Posted: Sun Aug 27, 2017 8:14 am
by levictoria
Mustloseweight wrote:A plain omelette for breakfast, cheese sandwiches and a packet of crisps for lunch and I will be doing either Spag Bol or a Chilli with rice for dinner. The aim is to only eat these things today. When I am on my three meal a day routine I have more energy to do things and I presume that this is due to freeing up the mental space used fretting over diets, food, guilt over non-compliance I am motivated to do other things. Rigorous housework is my default daytime activity but from tonight onwards I will do the 14 minutes shovel glove although my shovel will be a kettlebell that I will swing around for 14 minutes. So far so good and it is 1pm so long may it continue.
Hey! Watch out with the "swinging around" of the kettle bell. I have a friend who is a personal trainer to some top athletes and he said he's seen a lot of people develop back problems from using the kettle bell, even correctly

Posted: Sun Aug 27, 2017 4:14 pm
by oolala53
Where are you? Did you get beyond day 1?

Regarding the kettlebell, maybe you can start with a heavy frying pan? And maybe not 14 minutes. I"m currently (August) requiring only FOUR minutes of vigor on N days, though I have gone up to 8 some days. I do mostly bodyweight stuff, though I have a 10-lb pair of dumbbells I can supplement with. That and about a good half hour TOTAL of walking. These are minimums I'm pretty sure I can meet but that don't feel like nothing. I'll up the ante in September. I figure by December, I'll get to the 14 minutes, but even then I may allow myself to divide it up during the day. I just haven't been able to stick to 14 consistently, so this is my concession. I KNOW I'm better off than I would be giving up.

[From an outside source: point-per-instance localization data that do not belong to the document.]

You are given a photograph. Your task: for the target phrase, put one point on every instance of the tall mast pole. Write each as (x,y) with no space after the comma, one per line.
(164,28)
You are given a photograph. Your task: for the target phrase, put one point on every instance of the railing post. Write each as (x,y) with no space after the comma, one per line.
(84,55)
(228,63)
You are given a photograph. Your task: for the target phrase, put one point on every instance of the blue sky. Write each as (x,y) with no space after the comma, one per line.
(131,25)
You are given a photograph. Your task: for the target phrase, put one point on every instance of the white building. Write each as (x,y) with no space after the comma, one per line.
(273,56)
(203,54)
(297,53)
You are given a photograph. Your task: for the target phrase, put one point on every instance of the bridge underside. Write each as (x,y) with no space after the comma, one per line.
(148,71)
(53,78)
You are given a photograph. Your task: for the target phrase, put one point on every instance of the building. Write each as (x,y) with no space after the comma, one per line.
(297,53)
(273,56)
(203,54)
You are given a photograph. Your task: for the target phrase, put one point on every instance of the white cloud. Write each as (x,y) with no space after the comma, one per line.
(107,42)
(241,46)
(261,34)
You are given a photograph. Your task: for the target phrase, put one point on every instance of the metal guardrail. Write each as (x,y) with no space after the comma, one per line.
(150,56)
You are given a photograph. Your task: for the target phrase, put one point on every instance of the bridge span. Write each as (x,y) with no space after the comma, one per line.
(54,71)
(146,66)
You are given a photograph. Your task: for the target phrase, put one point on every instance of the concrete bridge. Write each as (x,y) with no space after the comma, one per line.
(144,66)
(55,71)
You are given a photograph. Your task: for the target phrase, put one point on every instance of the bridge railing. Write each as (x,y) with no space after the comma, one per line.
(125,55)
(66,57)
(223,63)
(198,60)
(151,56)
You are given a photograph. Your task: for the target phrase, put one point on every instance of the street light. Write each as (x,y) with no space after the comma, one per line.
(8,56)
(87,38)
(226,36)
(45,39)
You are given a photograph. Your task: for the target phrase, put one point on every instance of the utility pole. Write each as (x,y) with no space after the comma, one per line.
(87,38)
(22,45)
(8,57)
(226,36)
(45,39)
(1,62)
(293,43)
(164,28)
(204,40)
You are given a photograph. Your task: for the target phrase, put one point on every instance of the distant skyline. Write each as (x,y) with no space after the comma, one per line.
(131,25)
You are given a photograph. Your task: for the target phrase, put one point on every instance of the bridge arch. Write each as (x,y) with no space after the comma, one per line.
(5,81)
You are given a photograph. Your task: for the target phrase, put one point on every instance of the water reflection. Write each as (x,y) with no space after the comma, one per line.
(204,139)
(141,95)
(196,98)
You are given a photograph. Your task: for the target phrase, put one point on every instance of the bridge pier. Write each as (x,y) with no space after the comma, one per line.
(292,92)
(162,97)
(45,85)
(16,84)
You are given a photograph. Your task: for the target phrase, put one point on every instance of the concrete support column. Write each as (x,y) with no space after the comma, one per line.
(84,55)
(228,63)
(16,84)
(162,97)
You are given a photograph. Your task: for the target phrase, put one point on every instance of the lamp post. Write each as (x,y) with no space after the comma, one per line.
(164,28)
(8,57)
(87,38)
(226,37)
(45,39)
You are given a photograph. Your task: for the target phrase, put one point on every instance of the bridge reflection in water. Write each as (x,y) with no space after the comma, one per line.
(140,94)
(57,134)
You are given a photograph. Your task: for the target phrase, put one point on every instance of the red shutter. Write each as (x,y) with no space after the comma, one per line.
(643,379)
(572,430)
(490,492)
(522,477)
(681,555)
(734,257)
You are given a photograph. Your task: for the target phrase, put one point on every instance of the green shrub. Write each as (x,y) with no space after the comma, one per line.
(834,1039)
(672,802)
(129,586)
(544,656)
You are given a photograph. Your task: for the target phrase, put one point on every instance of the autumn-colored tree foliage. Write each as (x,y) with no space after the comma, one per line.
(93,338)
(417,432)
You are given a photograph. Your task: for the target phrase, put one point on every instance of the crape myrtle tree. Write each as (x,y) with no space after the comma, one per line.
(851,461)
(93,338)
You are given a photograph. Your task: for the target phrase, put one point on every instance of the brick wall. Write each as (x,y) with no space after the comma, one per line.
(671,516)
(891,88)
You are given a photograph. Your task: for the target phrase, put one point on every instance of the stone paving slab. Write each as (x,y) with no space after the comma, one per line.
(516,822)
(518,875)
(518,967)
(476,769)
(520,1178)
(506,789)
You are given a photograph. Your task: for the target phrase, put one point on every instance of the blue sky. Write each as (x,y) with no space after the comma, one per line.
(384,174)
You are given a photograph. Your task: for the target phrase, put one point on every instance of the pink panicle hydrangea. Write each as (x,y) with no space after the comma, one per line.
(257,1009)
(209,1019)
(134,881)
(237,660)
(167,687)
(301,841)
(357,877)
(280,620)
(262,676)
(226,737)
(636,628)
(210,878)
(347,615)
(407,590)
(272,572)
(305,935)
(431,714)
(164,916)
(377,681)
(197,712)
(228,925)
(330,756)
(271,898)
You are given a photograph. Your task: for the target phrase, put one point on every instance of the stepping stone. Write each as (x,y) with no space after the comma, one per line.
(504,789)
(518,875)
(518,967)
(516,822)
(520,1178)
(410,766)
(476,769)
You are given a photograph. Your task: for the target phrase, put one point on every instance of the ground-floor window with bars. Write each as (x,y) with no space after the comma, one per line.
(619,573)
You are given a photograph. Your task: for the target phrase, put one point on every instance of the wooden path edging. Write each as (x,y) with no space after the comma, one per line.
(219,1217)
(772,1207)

I hope you didn't get discouraged by wanting to eat more often than you've planned to. Don't blame your body for wanting more food and more often. It's just responding as a body. It's not a reflection of personal worth. It doesn't know that the food supply is not going to run low for months on end. It has to be reminded that it's got stores galore by cutting down on how much and how often you bring new food in. It might make it feel unpleasant at times, but again, that's just old programming. You know better AND you can use your prefrontal cortex to come up with other things to do, things for mind, body, and soul, to take the place of eating. But that's a new habit, too, that it will take some time and effort to develop.